Nicolas Bernier précise sa démarche artistique basée sur la curiosité
Professeur adjoint à la faculté de musique de l’Université de Montréal, Nicolas Bernier pratique la musique électroacoustique depuis une quinzaine d’années. En plus de cette discipline, l’artiste explore plusieurs formes au fil de ses projets, dont l’installation, la performance et l’art vidéo. Même si son parcours pourrait être fractionné en trois phases (des oeuvres figuratives associées à une musique électronique, la construction et le jeu de machines pour produire cette musique et un intérêt pour l’installation), le musicien reconnaît une motivation fondamentale à son travail. « Ce qui connecte tout ce que j’ai fait c’est de toujours vouloir relier l’abstraction musicale à la matière physique », affirme-t-il en entrevue.

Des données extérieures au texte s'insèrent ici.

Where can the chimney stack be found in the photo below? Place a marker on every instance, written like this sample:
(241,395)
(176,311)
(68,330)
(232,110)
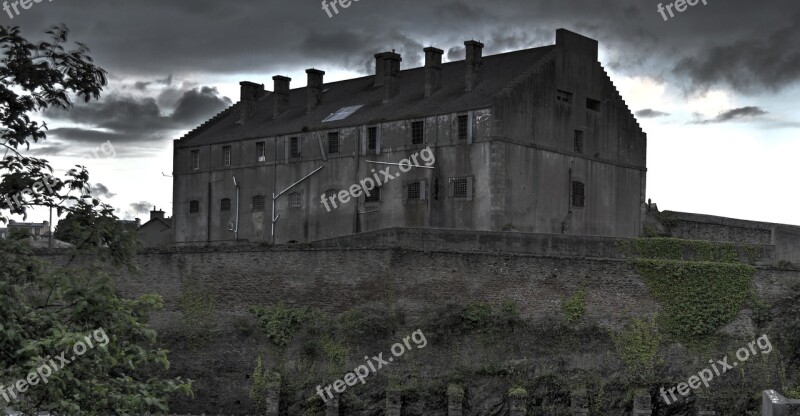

Lorsqu’il crée ses projets, Nicolas Bernier doit se sentir animé par une obsession. Dernièrement, il s’est intéressé plus sérieusement à la science, un domaine avec lequel il n’est pas du tout familier. « Je me mets à lire, je m’intéresse aux vieux objets, à l’histoire de la musique électronique et de la recherche du son, raconte-t-il. Parfois, c’est une idée qui me marque et qui va influencer la pensée sur un projet. »
Cette soif de savoir est également à l’origine de ses débuts avec la musique électroacoustique. « Je me suis pointé à un concert à l’Usine C. Je me suis assis. Tout à coup, les lumières se sont fermées. Il y a eu du son pendant une heure. Les lumières se sont ouvertes. Les gens ont applaudi. Moi, j’étais sur ma chaise et je m’attendais à voir quelque chose sur scène. Il n’y a rien eu de ça. Je suis sorti complètement troublé de cette expérience », relate le musicien.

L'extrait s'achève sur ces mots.